Lumentum控股(LITE):业绩继续高增,OCS/CPO 等业务进展顺利

Investment Rating - The report assigns a strong buy rating for Lumentum (LITE), expecting it to outperform the benchmark index by over 20% in the next six months [32]. Core Insights - Lumentum's FY26Q2 results set a record with total revenue reaching $665.5 million, a year-over-year increase of over 65%, marking the second consecutive quarter of record revenue [3][7]. - Non-GAAP operating margin increased significantly by 1730 basis points to 25.2%, while non-GAAP gross margin reached 42.5%, up 1020 basis points year-over-year and 310 basis points quarter-over-quarter [3][7]. - The company reported a non-GAAP earnings per share of $1.67, exceeding expectations, with cash and short-term investments totaling $1.16 billion [3][7]. Revenue Breakdown - Component Business: Revenue was $443.7 million, with a quarter-over-quarter increase of 17% and a year-over-year increase of 68%. The growth was driven by significant demand for laser chips and components, particularly for cloud transceiver customers [8]. - System Business: Revenue reached $221.8 million, reflecting a 43% quarter-over-quarter increase and a 60% year-over-year increase, primarily contributed by cloud transceiver business [9]. Business Progress - Cloud Transceivers: The 1.6T product line is advancing beyond expectations, with profitability significantly higher than the 800G products.

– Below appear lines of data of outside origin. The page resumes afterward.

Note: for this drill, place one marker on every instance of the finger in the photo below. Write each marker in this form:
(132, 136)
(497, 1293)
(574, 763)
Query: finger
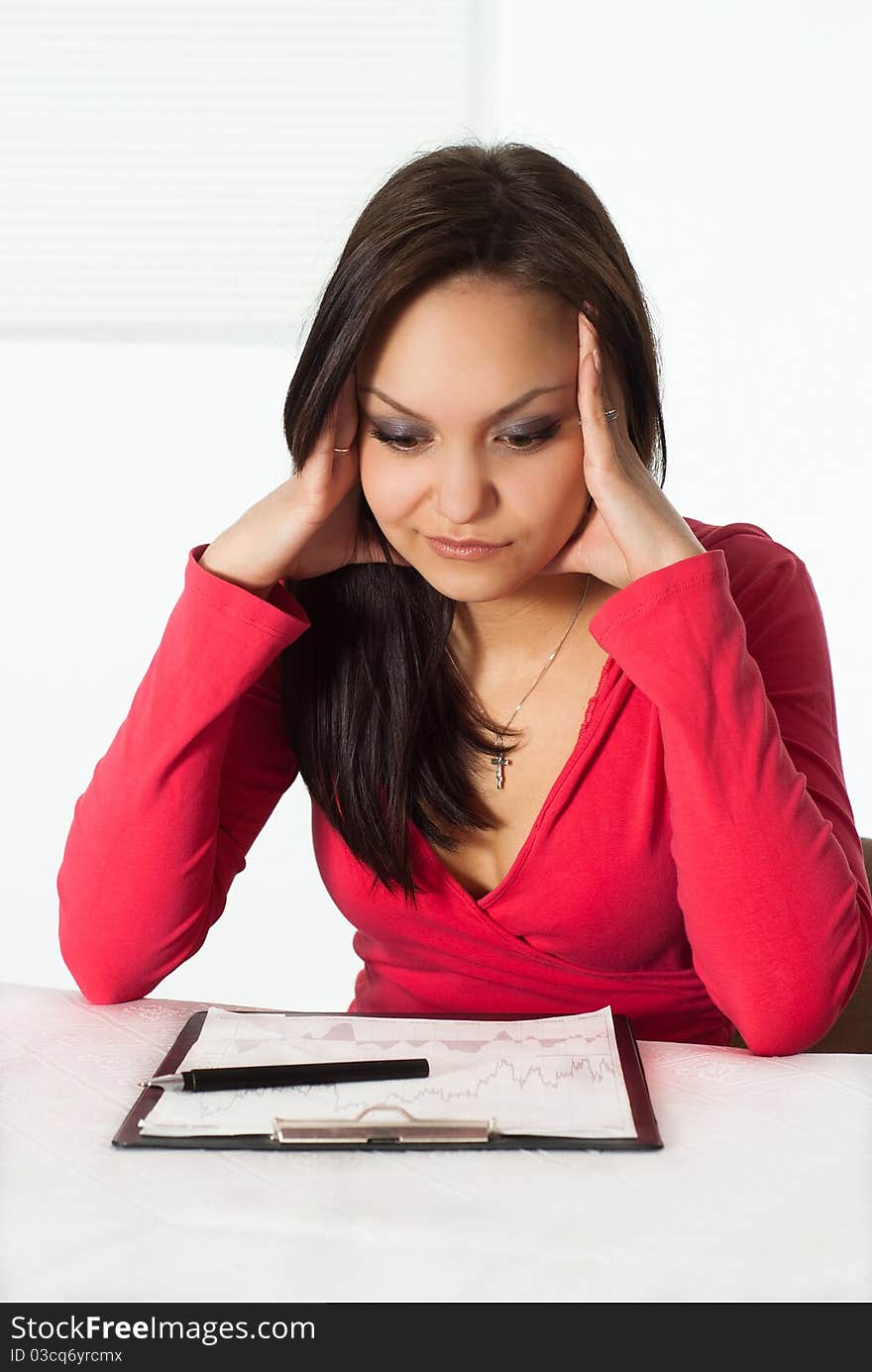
(346, 419)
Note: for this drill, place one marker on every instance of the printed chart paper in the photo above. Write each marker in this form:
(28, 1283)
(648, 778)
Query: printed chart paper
(556, 1076)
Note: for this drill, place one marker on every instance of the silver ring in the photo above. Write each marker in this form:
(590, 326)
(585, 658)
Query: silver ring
(610, 416)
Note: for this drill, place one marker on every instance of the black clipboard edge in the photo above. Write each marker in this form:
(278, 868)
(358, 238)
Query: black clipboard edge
(647, 1133)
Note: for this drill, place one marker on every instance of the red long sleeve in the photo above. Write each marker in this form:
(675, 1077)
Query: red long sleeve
(695, 865)
(188, 783)
(730, 649)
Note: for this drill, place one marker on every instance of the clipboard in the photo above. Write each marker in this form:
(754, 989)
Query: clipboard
(404, 1130)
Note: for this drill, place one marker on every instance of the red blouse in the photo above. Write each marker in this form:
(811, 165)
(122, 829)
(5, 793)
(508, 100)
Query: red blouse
(695, 865)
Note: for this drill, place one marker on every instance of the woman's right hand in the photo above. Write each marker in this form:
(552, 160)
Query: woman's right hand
(308, 526)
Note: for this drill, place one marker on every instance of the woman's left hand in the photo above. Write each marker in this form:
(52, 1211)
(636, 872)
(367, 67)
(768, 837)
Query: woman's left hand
(630, 527)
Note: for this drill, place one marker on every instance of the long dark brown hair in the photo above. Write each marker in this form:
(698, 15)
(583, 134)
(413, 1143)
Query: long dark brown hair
(383, 724)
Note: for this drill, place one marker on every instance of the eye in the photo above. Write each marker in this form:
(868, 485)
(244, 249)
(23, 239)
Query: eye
(515, 442)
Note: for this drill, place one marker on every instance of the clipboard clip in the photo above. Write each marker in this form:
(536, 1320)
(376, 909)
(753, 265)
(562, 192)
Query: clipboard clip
(408, 1130)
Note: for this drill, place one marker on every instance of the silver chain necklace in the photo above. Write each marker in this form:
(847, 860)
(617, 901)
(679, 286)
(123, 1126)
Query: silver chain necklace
(500, 760)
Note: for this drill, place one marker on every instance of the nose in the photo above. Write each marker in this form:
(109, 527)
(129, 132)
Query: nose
(463, 490)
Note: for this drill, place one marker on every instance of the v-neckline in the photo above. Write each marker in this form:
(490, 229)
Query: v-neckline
(520, 856)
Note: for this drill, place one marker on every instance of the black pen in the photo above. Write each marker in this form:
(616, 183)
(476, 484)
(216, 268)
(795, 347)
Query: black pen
(291, 1075)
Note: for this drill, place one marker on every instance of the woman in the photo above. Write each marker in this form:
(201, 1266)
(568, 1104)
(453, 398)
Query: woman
(594, 765)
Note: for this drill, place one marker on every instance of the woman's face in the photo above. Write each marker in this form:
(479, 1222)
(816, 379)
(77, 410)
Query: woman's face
(455, 468)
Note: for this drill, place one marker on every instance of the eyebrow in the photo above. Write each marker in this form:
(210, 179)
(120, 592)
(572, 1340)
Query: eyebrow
(497, 414)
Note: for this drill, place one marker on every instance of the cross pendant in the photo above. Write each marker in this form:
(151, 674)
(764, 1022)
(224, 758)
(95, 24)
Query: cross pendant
(498, 762)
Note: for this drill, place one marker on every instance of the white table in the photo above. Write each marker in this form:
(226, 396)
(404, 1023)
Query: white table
(762, 1191)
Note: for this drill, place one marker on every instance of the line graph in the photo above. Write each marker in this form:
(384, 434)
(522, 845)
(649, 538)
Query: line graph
(552, 1076)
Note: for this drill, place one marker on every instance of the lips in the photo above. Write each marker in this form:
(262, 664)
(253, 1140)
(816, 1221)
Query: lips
(467, 551)
(472, 544)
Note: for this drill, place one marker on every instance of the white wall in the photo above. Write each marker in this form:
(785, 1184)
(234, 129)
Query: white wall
(143, 390)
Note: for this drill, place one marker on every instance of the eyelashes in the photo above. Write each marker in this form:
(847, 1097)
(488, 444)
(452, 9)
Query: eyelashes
(530, 442)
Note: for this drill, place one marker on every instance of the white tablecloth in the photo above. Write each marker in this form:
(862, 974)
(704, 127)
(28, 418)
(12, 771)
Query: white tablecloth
(762, 1190)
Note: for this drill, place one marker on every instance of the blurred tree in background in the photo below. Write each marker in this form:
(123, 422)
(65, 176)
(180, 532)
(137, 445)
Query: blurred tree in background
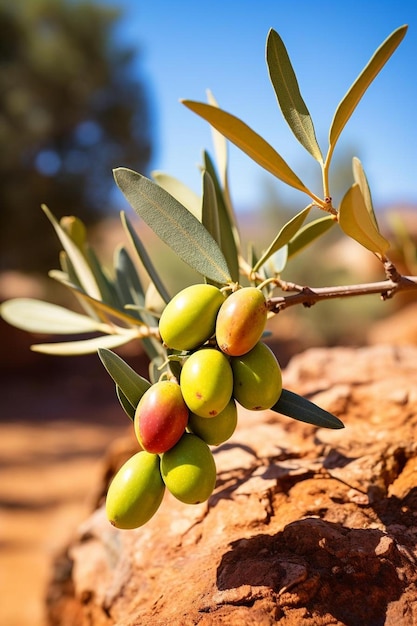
(71, 109)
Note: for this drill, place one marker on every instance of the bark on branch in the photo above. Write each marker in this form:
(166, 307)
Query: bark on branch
(307, 296)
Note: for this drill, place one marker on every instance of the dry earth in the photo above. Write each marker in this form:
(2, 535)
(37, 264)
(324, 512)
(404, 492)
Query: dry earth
(306, 526)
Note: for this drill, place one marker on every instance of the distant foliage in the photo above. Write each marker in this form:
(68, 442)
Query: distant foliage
(70, 109)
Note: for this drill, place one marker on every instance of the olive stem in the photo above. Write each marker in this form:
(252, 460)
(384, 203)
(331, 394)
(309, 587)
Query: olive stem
(307, 296)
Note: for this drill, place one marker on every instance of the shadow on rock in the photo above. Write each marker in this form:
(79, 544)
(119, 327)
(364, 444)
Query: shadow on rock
(329, 571)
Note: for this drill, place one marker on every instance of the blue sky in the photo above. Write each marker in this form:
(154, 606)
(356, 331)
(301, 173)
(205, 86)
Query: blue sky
(188, 47)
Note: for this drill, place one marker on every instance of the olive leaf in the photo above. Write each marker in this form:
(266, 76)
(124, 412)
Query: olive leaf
(359, 177)
(249, 141)
(77, 258)
(128, 408)
(127, 282)
(174, 224)
(102, 310)
(84, 346)
(36, 316)
(209, 210)
(355, 221)
(130, 383)
(299, 408)
(179, 191)
(284, 235)
(350, 101)
(220, 147)
(144, 258)
(229, 234)
(288, 94)
(309, 232)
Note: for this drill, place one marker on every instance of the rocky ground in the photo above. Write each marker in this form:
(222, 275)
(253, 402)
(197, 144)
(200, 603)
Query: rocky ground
(306, 526)
(56, 422)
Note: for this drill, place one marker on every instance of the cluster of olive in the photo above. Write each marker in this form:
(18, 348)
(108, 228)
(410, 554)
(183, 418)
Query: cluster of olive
(176, 421)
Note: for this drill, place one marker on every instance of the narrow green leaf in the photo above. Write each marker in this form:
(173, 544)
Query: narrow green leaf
(145, 259)
(107, 290)
(83, 346)
(299, 408)
(359, 177)
(308, 233)
(220, 147)
(186, 196)
(288, 94)
(131, 292)
(125, 404)
(356, 222)
(127, 282)
(36, 316)
(276, 263)
(285, 234)
(174, 224)
(247, 140)
(77, 258)
(104, 311)
(131, 384)
(361, 84)
(229, 234)
(209, 210)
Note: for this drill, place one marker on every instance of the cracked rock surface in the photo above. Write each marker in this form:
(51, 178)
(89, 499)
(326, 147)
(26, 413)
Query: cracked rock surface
(306, 526)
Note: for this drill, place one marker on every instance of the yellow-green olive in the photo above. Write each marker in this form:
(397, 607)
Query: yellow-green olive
(189, 470)
(189, 319)
(215, 430)
(206, 382)
(135, 492)
(257, 379)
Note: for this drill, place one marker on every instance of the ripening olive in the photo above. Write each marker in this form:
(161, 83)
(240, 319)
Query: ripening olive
(257, 380)
(206, 382)
(161, 417)
(189, 319)
(241, 321)
(215, 430)
(135, 492)
(189, 470)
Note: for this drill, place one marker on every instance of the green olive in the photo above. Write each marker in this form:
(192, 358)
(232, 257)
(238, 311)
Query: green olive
(189, 470)
(135, 492)
(161, 417)
(189, 319)
(241, 321)
(206, 382)
(215, 430)
(257, 379)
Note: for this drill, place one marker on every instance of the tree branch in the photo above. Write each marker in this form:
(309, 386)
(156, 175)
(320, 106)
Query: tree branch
(307, 296)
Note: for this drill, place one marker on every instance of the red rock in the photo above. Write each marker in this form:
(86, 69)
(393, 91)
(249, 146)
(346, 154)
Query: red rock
(306, 526)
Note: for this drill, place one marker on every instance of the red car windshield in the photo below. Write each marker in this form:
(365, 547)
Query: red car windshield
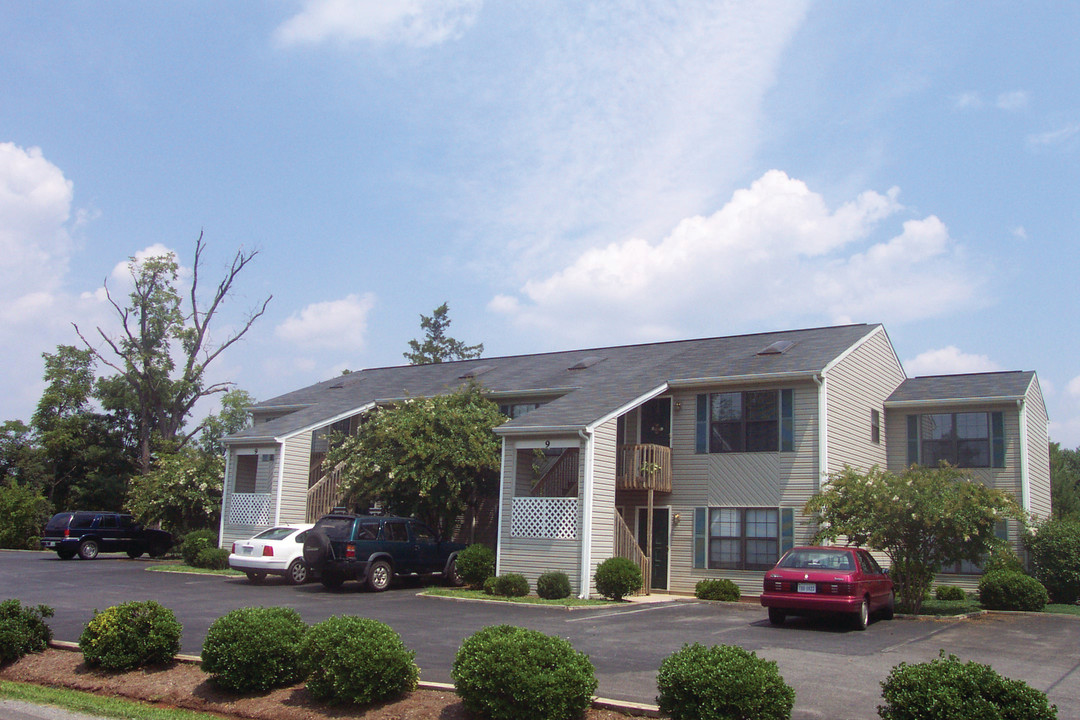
(818, 559)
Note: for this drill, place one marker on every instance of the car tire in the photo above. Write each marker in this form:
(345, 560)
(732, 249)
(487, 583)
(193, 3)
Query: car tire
(89, 549)
(379, 574)
(297, 572)
(862, 617)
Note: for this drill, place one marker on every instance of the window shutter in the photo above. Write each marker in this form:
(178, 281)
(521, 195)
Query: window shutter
(998, 438)
(702, 424)
(700, 528)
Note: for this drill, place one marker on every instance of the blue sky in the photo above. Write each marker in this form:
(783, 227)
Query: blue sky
(564, 174)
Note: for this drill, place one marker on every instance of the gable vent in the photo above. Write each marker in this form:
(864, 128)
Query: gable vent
(778, 348)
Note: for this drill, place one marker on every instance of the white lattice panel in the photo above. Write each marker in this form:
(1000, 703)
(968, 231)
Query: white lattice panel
(544, 517)
(251, 508)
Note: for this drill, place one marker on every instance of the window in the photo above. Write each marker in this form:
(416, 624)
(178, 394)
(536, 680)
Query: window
(963, 439)
(743, 538)
(752, 421)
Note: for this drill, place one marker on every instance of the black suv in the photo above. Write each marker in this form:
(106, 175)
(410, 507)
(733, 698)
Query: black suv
(90, 532)
(374, 548)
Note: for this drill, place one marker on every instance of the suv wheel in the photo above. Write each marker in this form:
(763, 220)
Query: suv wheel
(378, 575)
(88, 549)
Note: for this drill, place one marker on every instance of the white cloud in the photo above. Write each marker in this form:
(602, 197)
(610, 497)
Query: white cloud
(949, 361)
(409, 22)
(336, 324)
(774, 254)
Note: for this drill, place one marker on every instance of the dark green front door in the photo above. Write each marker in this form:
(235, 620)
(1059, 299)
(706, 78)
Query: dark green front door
(660, 516)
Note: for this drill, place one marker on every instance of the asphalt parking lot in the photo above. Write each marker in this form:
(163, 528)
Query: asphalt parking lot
(836, 673)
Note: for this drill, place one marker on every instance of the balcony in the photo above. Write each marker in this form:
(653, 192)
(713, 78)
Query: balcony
(644, 467)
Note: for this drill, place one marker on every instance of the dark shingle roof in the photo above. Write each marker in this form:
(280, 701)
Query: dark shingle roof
(621, 375)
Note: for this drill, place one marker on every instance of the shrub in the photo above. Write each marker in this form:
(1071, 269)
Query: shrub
(505, 673)
(721, 682)
(475, 564)
(617, 578)
(356, 660)
(194, 543)
(949, 594)
(23, 630)
(255, 649)
(1011, 591)
(1055, 558)
(553, 585)
(131, 635)
(944, 688)
(511, 585)
(716, 589)
(212, 558)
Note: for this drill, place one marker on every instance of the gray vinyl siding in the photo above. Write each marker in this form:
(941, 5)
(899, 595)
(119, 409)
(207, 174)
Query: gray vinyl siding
(858, 384)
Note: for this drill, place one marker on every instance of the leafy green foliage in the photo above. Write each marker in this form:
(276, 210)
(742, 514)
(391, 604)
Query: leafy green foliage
(356, 660)
(131, 635)
(505, 673)
(436, 347)
(1004, 589)
(617, 578)
(183, 492)
(255, 649)
(946, 688)
(1054, 548)
(429, 458)
(719, 588)
(511, 585)
(475, 564)
(553, 585)
(723, 682)
(23, 630)
(922, 518)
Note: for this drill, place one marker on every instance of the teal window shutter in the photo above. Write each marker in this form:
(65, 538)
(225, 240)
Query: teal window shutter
(699, 537)
(786, 529)
(702, 424)
(913, 439)
(998, 438)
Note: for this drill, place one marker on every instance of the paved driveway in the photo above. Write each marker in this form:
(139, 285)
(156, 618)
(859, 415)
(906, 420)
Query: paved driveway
(836, 673)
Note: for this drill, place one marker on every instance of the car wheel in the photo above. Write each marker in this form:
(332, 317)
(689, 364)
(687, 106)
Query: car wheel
(297, 573)
(88, 549)
(862, 619)
(378, 575)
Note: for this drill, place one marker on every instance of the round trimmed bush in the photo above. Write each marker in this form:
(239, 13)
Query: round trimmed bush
(1011, 591)
(131, 635)
(949, 594)
(721, 682)
(255, 649)
(553, 585)
(945, 688)
(511, 585)
(356, 660)
(719, 588)
(475, 564)
(617, 578)
(1055, 559)
(507, 673)
(23, 630)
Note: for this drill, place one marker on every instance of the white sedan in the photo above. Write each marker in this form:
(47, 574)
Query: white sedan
(275, 552)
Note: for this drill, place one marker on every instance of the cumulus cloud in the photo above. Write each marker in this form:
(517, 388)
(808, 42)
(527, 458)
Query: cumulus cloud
(774, 253)
(409, 22)
(337, 324)
(949, 361)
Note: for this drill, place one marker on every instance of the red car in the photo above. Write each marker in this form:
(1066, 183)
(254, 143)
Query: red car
(828, 580)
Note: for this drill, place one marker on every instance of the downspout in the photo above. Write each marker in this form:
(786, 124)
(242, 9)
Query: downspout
(586, 516)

The company is focusing on reducing design cycles and improving yield to enhance profitability [4]. - Optical Communication Systems (OCS): Orders are coming from multiple clients, with applications across four major scenarios, and expected to continue growing into 2027 [4]. - CPO: The company secured several hundred million dollars in orders for high-power laser chips, with deliveries expected in the first half of 2027 [4]. - Fiber Expansion: Targeting opportunities in data center architecture transformation, with plans to launch large-scale CPO products by the end of 2027 [4]. Earnings Guidance - For FY26Q3, Lumentum expects net revenue between $780 million and $830 million, with a midpoint of $805 million, representing over 85% year-over-year growth [10]. - Non-GAAP operating margin is projected to be between 30% and 31%, with diluted earnings per share expected to be between $2.15 and $2.35 [10].